As fontes alegam que os jornalistas que atuam no país, sejam afegãos ou estrangeiros “são obrigados a ter uma carta de credenciamento do escritório do porta-voz do Taleban, que, segundo os jornalistas, recebe ordens do GDI”.

De acordo com o CPJ, tais cartas identificam o jornalista e a empresa para a qual ele trabalha e lista as regiões que o profissional tem permissão para visitar. Mas a carta não garante a liberdade de trabalhar livremente, nem mesmo protege portador do documento. “Três repórteres disseram ao CPJ que foram presos, agredidos fisicamente e interrogados, apesar de terem obtido as cartas”, diz o watchdog.

Por que isso importa?

O trabalho jornalístico tem sido seriamente afetado pela repressão imposta pelo Taleban no Afeganistão. Ao menos seis pessoas foram presas pelo grupo radical em 2022 por serem jornalistas ou colaborarem com profissionais da área. No dia 6 de janeiro, três repórteres foram detidos enquanto trabalhavam na cobertura de manifestações contra o Taleban na província de Panjshir. Eles estavam a serviço de um canal no YouTube chamado Kabul Lovers, com aproximadamente 244 mil inscritos.

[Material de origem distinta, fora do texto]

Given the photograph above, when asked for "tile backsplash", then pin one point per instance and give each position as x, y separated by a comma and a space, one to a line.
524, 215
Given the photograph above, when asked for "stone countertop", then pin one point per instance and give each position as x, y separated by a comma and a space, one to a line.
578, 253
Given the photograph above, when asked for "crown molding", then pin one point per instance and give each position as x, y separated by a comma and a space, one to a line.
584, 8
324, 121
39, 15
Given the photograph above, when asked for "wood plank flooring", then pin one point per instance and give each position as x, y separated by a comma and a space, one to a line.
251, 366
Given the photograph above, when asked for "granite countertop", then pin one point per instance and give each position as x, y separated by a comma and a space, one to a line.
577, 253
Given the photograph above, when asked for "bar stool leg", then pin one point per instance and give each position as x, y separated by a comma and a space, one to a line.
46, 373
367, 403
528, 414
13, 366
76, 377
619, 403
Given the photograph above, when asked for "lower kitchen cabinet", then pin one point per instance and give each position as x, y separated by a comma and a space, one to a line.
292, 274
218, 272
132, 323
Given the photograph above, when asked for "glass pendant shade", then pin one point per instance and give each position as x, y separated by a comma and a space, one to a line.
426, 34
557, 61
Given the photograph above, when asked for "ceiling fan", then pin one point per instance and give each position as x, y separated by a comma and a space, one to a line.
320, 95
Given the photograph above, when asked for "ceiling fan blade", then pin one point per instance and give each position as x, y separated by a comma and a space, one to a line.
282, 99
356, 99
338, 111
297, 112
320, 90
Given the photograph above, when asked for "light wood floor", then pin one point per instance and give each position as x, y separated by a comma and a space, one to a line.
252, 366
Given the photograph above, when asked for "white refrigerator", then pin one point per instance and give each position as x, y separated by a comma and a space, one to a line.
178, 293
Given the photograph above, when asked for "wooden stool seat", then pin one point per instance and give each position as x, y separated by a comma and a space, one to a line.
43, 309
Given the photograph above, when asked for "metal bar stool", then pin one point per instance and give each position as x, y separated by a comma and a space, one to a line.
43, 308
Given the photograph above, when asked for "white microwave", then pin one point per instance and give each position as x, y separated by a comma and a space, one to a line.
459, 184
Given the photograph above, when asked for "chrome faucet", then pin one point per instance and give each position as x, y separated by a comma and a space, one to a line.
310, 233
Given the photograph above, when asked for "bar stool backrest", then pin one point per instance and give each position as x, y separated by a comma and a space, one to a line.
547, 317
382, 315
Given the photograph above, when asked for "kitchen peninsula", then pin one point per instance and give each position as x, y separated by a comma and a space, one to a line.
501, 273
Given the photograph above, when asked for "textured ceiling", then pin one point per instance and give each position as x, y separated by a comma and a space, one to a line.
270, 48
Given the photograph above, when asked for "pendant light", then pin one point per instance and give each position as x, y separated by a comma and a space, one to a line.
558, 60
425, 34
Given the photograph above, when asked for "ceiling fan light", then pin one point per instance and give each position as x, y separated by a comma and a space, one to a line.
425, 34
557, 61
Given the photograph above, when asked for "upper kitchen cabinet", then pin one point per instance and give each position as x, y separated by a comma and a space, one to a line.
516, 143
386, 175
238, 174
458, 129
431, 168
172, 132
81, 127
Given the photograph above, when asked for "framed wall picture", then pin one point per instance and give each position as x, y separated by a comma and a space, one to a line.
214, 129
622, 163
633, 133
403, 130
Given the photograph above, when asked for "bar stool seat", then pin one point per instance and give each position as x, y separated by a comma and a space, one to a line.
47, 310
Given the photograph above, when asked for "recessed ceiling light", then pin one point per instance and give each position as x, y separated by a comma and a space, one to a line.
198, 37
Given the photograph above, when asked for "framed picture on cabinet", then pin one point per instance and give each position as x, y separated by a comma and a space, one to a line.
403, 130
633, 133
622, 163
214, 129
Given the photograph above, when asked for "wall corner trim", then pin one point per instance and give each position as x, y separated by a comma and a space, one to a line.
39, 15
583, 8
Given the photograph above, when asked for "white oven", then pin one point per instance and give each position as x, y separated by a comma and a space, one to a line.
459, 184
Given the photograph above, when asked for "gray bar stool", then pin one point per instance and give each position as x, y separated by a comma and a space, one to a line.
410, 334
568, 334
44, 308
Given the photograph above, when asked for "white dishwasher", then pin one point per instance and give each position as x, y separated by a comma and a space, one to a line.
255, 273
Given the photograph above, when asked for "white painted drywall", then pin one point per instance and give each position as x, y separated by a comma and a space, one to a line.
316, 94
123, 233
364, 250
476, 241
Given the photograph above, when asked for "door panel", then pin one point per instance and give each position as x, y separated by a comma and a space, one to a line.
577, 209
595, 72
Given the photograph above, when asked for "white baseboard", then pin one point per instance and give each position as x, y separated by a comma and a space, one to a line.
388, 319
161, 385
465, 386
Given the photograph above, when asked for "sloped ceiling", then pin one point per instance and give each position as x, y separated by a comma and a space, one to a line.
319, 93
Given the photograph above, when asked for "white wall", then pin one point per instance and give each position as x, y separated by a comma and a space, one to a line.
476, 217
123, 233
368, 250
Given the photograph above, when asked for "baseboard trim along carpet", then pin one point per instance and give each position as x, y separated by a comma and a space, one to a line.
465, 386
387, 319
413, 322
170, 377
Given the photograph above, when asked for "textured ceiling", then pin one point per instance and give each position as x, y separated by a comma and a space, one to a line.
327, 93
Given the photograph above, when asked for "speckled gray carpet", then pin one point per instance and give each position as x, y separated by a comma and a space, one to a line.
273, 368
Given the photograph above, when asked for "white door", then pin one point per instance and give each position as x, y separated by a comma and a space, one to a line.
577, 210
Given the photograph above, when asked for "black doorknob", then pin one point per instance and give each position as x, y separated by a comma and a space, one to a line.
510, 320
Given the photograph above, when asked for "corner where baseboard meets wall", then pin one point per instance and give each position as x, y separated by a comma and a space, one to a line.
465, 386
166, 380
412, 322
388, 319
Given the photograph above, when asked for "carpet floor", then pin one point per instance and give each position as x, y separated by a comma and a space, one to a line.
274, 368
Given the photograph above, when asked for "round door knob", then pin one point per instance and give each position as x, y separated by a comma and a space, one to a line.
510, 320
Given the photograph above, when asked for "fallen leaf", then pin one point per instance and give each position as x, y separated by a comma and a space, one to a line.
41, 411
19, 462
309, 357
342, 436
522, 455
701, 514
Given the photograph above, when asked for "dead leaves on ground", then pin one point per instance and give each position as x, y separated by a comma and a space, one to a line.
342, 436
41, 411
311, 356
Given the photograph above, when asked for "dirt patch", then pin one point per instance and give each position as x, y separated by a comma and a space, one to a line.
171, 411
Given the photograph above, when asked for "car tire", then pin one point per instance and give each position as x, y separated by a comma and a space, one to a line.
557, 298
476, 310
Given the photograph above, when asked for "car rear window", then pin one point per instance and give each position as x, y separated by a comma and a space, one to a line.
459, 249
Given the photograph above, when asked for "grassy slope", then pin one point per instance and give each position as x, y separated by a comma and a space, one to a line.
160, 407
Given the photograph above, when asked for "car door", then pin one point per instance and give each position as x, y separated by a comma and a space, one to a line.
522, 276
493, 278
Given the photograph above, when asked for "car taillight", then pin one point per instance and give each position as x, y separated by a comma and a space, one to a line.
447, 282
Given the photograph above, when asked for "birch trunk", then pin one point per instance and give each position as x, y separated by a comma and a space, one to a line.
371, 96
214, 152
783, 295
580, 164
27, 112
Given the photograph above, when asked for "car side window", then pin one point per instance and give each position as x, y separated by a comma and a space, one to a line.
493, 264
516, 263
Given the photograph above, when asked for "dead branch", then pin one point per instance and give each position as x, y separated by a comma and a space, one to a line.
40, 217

Em outro caso registrado neste ano, o Taleban prendeu Faizullah Jalal, professor de Direito e ciência política da Universidade de Cabul, em 8 de janeiro. Ele foi detido por quatro dias sob acusações de fazer declarações “sem sentido” e “incitar” pessoas contra os talibãs. Depois de solto, Jalal disse ter sido preso por ter discutido com um porta-voz talibã em um debate na televisão. Aslam Ejab e Waris Hasrat, da Ariana TV, são as vítimas mais recentes da repressão talibã à mídia.

Números mostram que o jornalismo afegão tem sido sufocado pelo Taleban. Em dezembro de 2021, uma pesquisa conduzida em parceria pela ONG Repórteres Sem Fronteiras (RSF) e pela Associação de Jornalistas Independentes do Afeganistão (AIJA) apontou que 231 veículos de imprensa foram fechados e mais de 6,4 mil jornalistas perderam o emprego no Afeganistão desde o dia 15 de agosto, quando o Taleban assumiu o poder no país.

Os dados apontam que mais de quatro em cada dez veículos de comunicação desapareceram nesse período, e 60% dos jornalistas e funcionários da mídia estão impossibilitados de trabalhar. As mulheres sofreram muito mais: 84% delas perderam o emprego, contra 52% no caso dos homens. Entre as 34 províncias do país, em 15 delas não há sequer uma mulher jornalista trabalhando atualmente.

Dos 543 meios de comunicação registrados no Afeganistão antes da ascensão talibã, apenas 312 ainda operavam no final de novembro. Isso significa que 43% dos meios de comunicação afegãos desapareceram em um espaço de três meses. Das 10.790 pessoas que trabalhavam na mídia afegã (8.290 homens e 2.490 mulheres) no início de agosto, apenas 4.360 (3.950 homens e 410 mulheres) ainda estavam trabalhando quando a pesquisa foi realizada.